Important
NeMo 2.0 is an experimental feature and currently released in the dev container only: nvcr.io/nvidia/nemo:dev. Please refer to NeMo 2.0 overview for information on getting started.
Data
- class nemo.collections.common.data.dataset.ConcatDataset(*args: Any, **kwargs: Any)
Bases:
torch.utils.data.IterableDataset
A dataset that accepts as argument multiple datasets and then samples from them based on the specified sampling technique.
- Parameters
datasets (list) – A list of datasets to sample from.
shuffle (bool) – Whether to shuffle individual datasets. Only works with non-iterable datasets. Defaults to True.
sampling_technique (str) – Sampling technique to choose which dataset to draw a sample from. Defaults to ‘temperature’. Currently supports ‘temperature’, ‘random’ and ‘round-robin’.
sampling_temperature (int) – Temperature value for sampling. Only used when sampling_technique = ‘temperature’. Defaults to 5.
sampling_scale – Gives you the ability to upsample / downsample the dataset. Defaults to 1.
sampling_probabilities (list) – Probability values for sampling. Only used when sampling_technique = ‘random’.
seed – Optional value to seed the numpy RNG.
global_rank (int) – Worker rank, used for partitioning map style datasets. Defaults to 0.
world_size (int) – Total number of processes, used for partitioning map style datasets. Defaults to 1.
- get_iterable(dataset)
- static random_generator(datasets, **kwargs)
- static round_robin_generator(datasets, **kwargs)
- static temperature_generator(datasets, **kwargs)
- class nemo.collections.common.data.dataset.ConcatMapDataset(*args: Any, **kwargs: Any)
Bases:
torch.utils.data.Dataset
A dataset that accepts as argument multiple datasets and then samples from them based on the specified sampling technique.
- Parameters
datasets (list) – A list of datasets to sample from.

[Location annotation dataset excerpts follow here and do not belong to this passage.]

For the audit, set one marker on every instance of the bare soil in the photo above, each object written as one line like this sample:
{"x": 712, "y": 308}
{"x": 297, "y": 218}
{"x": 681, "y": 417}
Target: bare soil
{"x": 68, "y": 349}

sampling_technique (str) – Sampling technique to choose which dataset to draw a sample from. Defaults to ‘temperature’. Currently supports ‘temperature’, ‘random’ and ‘round-robin’.
sampling_temperature (int) – Temperature value for sampling. Only used when sampling_technique = ‘temperature’. Defaults to 5.
sampling_probabilities (list) – Probability values for sampling. Only used when sampling_technique = ‘random’.
seed – Optional value to seed the numpy RNG.